Generally, there are two objectives of the PAC listed in the following:
- To discover or to reduce the dimensionality of the data set.
- To identify new meaningful underlying variables.
- How to start?
We assume that the multi-dimensional data have been collected in a Table Of Real data matrix, in which the rows are associated with the cases and the columns with the variables.
Traditionally, principal component analysis is performed on the symmetric Covariance matrix or on the symmetric Correlation matrix. These matrices can be calculated from the data matrix. The covariance matrix contains scaled sums of squares and cross products. A correlation matrix is like a covariance matrix but first the variables, i.e. the columns, have been standardized. We will have to standardize the data first if the variances of variables differ much, or if the units of measurement of the variables differ. You can standardize the data in the Table Of Real by choosing Standardize columns.
To perform the analysis, we select the Tabel Of Real data matrix in the list of objects and choose To PCA. This results in a new PCA object in the list of objects.
We can now make a scree plot of the eigenvalues, Draw eigenvalues... to get an indication of the importance of each eigenvalue. The exact contribution of each eigenvalue (or a range of eigenvalues) to the "explained variance" can also be queried: Get fraction variance accounted for.... You might also check for the equality of a number of eigenvalues: Get equality of ei-genvalues....
- Determining the number of components
There are two methods to help you to choose the number of components. Both methods are based on relations between the eigenvalues.

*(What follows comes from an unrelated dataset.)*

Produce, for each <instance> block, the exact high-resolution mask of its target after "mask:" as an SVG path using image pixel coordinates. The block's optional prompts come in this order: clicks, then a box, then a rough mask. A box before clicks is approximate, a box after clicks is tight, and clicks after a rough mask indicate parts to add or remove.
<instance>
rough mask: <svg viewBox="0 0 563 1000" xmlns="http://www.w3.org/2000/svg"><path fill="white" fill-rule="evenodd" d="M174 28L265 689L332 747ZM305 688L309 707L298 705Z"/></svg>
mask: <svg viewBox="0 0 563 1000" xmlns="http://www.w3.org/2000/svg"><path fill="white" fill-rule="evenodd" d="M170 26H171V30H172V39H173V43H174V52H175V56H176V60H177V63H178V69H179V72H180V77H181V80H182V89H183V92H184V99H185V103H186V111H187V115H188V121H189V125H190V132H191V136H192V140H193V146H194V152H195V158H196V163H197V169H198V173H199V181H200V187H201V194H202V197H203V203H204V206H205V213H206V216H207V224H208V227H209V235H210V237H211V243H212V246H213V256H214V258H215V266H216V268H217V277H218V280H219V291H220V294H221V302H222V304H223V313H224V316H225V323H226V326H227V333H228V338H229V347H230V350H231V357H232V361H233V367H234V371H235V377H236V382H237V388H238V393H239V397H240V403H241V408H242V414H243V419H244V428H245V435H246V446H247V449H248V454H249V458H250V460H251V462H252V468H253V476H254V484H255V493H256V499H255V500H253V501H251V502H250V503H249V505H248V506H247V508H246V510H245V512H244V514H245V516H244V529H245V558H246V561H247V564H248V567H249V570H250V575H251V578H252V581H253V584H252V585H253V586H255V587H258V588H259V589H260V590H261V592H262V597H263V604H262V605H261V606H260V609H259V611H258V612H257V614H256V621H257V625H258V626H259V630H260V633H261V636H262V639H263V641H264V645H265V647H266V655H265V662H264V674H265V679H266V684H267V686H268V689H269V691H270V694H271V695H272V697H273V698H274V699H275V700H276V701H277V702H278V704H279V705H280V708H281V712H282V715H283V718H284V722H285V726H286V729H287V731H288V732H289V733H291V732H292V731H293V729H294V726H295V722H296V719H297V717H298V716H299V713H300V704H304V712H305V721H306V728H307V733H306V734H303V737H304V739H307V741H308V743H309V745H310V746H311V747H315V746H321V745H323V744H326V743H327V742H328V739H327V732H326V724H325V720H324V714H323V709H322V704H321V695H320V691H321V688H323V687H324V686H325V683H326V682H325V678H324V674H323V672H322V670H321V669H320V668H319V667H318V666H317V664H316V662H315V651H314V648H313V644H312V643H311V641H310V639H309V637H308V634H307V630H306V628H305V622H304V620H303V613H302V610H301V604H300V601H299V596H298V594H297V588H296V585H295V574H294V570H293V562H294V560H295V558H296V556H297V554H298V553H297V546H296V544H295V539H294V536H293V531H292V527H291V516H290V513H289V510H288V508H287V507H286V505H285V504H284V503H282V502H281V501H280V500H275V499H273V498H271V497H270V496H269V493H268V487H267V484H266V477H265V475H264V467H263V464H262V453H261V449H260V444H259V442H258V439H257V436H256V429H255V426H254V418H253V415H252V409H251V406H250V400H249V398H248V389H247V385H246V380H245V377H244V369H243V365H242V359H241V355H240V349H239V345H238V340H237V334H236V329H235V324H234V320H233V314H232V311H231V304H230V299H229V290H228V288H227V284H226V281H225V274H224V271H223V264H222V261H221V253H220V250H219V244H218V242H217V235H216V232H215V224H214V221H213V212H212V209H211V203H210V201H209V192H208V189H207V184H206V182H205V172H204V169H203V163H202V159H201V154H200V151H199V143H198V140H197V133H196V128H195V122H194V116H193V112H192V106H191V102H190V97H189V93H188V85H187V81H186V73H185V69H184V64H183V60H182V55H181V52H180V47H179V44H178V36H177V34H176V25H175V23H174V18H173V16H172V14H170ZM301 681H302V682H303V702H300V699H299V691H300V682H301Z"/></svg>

- Plot the eigenvalues, Draw eigenvalues.... If the points on the graph tend to level out (show an "elbow"), these eigenvalues are usually close enough to zero that they can be ignored.
- Limit the number of components to that number that accounts for a certain fraction of the total variance. For example, if you are satisfied with 95 of the total variance explained then use the number you get by the query Get number of components (VAF)... 0.95.

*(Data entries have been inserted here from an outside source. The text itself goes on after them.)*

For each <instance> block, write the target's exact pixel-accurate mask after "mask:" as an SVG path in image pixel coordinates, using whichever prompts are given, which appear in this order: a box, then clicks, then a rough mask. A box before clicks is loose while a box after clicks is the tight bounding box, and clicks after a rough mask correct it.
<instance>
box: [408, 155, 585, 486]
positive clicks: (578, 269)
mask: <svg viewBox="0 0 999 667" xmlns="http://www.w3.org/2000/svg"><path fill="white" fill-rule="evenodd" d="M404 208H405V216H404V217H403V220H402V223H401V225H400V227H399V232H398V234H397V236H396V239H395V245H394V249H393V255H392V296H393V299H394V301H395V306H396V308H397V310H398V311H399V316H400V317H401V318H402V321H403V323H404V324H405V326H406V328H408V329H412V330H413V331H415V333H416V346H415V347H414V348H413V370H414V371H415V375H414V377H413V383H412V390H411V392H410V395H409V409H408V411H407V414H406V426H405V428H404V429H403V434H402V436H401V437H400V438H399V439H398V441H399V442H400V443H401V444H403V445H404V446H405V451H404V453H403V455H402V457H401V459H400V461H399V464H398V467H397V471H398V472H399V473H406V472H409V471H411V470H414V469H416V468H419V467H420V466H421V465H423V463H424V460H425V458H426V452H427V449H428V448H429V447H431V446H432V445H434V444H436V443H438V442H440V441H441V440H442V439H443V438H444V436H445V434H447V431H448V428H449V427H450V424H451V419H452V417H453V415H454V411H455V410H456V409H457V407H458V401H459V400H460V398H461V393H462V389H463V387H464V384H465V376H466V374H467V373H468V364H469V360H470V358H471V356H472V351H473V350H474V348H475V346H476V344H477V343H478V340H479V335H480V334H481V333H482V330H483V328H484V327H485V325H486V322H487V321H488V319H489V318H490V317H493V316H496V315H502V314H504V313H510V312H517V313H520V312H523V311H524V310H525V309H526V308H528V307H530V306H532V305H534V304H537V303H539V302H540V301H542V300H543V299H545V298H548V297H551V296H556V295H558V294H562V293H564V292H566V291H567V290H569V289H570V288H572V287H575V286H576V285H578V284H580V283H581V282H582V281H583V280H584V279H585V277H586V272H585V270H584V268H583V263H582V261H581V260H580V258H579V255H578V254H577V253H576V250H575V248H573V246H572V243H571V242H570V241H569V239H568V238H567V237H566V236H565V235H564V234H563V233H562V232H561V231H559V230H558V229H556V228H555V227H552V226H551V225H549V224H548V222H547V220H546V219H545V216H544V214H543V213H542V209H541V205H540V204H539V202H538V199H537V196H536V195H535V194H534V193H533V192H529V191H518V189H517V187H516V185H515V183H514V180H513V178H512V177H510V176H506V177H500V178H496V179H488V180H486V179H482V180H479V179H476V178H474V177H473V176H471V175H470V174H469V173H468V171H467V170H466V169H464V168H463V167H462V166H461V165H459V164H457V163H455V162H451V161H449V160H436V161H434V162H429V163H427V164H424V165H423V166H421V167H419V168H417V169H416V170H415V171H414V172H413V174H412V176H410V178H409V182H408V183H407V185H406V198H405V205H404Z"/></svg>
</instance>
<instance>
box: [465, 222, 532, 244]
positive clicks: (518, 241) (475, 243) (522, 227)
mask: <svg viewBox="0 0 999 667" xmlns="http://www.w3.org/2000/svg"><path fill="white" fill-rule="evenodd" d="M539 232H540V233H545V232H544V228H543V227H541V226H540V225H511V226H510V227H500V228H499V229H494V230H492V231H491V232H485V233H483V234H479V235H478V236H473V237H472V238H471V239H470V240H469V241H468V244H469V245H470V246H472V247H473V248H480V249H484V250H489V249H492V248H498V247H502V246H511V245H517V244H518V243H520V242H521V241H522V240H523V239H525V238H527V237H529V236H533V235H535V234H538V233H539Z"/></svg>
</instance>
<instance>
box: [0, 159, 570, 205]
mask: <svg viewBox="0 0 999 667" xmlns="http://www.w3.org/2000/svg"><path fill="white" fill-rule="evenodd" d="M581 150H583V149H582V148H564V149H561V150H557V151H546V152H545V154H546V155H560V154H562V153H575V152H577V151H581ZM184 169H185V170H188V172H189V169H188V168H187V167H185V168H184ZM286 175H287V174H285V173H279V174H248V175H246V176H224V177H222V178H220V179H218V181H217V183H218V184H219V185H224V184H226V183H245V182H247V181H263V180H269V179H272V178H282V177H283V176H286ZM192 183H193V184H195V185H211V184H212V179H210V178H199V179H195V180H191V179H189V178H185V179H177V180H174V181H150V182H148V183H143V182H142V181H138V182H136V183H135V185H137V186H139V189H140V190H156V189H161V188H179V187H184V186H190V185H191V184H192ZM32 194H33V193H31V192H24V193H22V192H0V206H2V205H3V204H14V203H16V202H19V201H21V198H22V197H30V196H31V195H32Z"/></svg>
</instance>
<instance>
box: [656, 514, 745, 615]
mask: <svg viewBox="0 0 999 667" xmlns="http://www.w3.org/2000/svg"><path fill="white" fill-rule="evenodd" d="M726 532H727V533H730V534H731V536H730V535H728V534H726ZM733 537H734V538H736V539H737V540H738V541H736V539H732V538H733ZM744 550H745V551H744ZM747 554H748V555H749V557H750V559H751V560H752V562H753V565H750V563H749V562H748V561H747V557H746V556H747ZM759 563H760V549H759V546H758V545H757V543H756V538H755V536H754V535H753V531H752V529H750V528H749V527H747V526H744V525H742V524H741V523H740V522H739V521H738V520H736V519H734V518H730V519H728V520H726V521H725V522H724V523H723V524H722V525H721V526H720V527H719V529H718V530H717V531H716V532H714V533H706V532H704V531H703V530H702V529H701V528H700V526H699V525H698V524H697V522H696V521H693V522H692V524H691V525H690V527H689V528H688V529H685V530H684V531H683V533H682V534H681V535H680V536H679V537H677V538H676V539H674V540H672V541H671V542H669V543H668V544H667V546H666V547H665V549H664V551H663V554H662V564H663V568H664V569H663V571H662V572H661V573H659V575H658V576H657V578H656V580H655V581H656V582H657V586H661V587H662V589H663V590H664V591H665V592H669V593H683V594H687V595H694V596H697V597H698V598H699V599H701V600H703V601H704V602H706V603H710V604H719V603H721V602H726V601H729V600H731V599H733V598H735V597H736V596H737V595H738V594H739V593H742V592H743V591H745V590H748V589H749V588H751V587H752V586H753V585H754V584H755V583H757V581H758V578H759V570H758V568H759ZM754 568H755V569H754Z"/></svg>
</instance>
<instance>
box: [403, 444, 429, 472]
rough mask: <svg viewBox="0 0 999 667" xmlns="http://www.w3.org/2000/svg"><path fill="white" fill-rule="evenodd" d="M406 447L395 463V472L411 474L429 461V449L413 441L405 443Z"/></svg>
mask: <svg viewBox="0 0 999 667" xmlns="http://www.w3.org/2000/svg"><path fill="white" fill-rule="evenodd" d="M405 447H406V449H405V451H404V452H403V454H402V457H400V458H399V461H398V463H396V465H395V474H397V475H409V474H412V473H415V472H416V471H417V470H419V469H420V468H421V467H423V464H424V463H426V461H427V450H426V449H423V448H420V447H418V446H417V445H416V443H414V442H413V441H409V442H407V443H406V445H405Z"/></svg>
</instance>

- How to get the principal components
Principal components are obtained by projecting the multivariate datavectors on the space spanned by the eigenvectors. This can be done in two ways:
- Directly from the Table Of Real without first forming a PCA object: To Configuration (pca).... You can then draw the Configuration or display its numbers.
- Select a PCA and a Table Of Real object together and choose To Configuration.... In this way you project the TableOfReal onto the PCA's eigenspace.
- Mathematical background on principal component analysis
The mathematical technique used in PCA is called eigen analysis: we solve for the eigenvalues and eigenvectors of a square symmetric matrix with sums of squares and cross products. The eigenvector associated with the largest eigenvalue has the same direction as the first principal component. The eigenvector associated with the second largest eigenvalue determines the direction of the second principal component. The sum of the eigenvalues equals the trace of the square matrix and the maximum number of eigenvectors equals the number of rows (or columns) of this matrix.
- Algorithms
If our starting point happens to be a symmetric matrix like the covariance matrix, we solve for the eigenvalue and eigenvectors by first performing a Householder reduction to tridiagonal form, followed by the QL algorithm with implicit shifts.
If, conversely, our starting point is the data matrix A, we do not have to form explicitly the matrix with sums of squares and cross products, A′A. Instead, we proceed by a numerically more stable method, and form the singular value decomposition of A, U Σ V′. The matrix V then contains the eigenvectors, and the squared diagonal elements of Σ contain the eigenvalues.